Another celebrated SUSPIRIA moment among the eagle-eyed is this almost subliminal image, from Suzy's point of view, as her taxi drives her through the Black Forest. As a flash of lightning casts unbidden shadows, we see what appears to be a maniacal hand wielding a wicked blade.

I've always considered this flash -- which exists outside the main narrative but serves to make the night appear full of unimaginable horrors -- to be one of the movie's moments of real genius. It looks so spontaneous but it must have been extremely well planned. But again, while revisiting SUSPIRIA recently after I don't know how many viewings, I happened to catch another subliminal during the taxi sequence -- possibly unintentional -- for the first time.

Right after Suzy presses a piece of paper bearing the address of the Tanz Akademie to the glass separating her from the taxi driver (Fulvio Mingozzi) -- another glass barrier! -- there is yet another flash of lightning, revealing yet another subliminal. What? Didn't catch it? Here, have a closer look...
Yes, that's a reflection of Dario Argento himself, evidently directing the scene from the back seat of the taxi! To the best of my knowledge, no one else has previously documented this hidden image (if so, I'll happily credit them) and it's a particular delight to discover after all this time.
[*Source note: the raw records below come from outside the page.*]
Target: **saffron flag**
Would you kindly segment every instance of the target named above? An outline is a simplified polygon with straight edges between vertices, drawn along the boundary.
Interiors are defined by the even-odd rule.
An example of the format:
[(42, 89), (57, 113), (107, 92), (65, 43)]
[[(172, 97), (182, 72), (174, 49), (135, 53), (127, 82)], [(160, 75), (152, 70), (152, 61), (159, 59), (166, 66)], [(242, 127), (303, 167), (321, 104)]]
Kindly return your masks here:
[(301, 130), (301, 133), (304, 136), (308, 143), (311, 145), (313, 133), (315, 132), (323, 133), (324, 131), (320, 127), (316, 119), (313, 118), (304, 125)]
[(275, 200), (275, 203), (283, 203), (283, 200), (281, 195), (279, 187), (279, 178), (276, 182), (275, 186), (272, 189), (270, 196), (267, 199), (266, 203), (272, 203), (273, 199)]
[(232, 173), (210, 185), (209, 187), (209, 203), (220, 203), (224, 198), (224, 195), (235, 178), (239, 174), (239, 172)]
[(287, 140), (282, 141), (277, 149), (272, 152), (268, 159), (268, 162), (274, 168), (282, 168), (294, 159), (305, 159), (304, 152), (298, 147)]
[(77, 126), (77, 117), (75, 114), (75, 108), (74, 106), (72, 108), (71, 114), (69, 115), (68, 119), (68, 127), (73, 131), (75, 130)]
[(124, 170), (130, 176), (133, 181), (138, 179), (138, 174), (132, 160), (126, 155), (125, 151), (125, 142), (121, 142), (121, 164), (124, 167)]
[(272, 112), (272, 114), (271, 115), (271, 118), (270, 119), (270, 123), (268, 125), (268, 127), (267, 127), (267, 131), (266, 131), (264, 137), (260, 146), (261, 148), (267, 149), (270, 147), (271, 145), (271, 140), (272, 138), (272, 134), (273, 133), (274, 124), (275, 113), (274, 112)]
It makes me wonder how much still remains to be unearthed from the endlessly rich textures and scenics of SUSPIRIA -- buried references to all of Argento's previous features, perhaps?

I can cite two other examples right away. If something seems familiar about Albert (Jacopo Mariani), the malevolently grinning child in the background of this shot, it is because Master Mariani wore the same, or very similar, shoes and socks when he previously stepped into frame at the end of the startling pre-credits scene of DEEP RED [Profondo rosso, 1975]. My thanks to Thomas Rostock for confirming this in his note below. And isn't Daniel (Flavio Bucci), the school's blind piano teacher, an echo of Karl Malden's Franco Arno in THE CAT O' NINE TAILS [Il gatto a nove code, 1971]?

I don't pretend to have all the answers, but I suspect this film still has much left to reveal.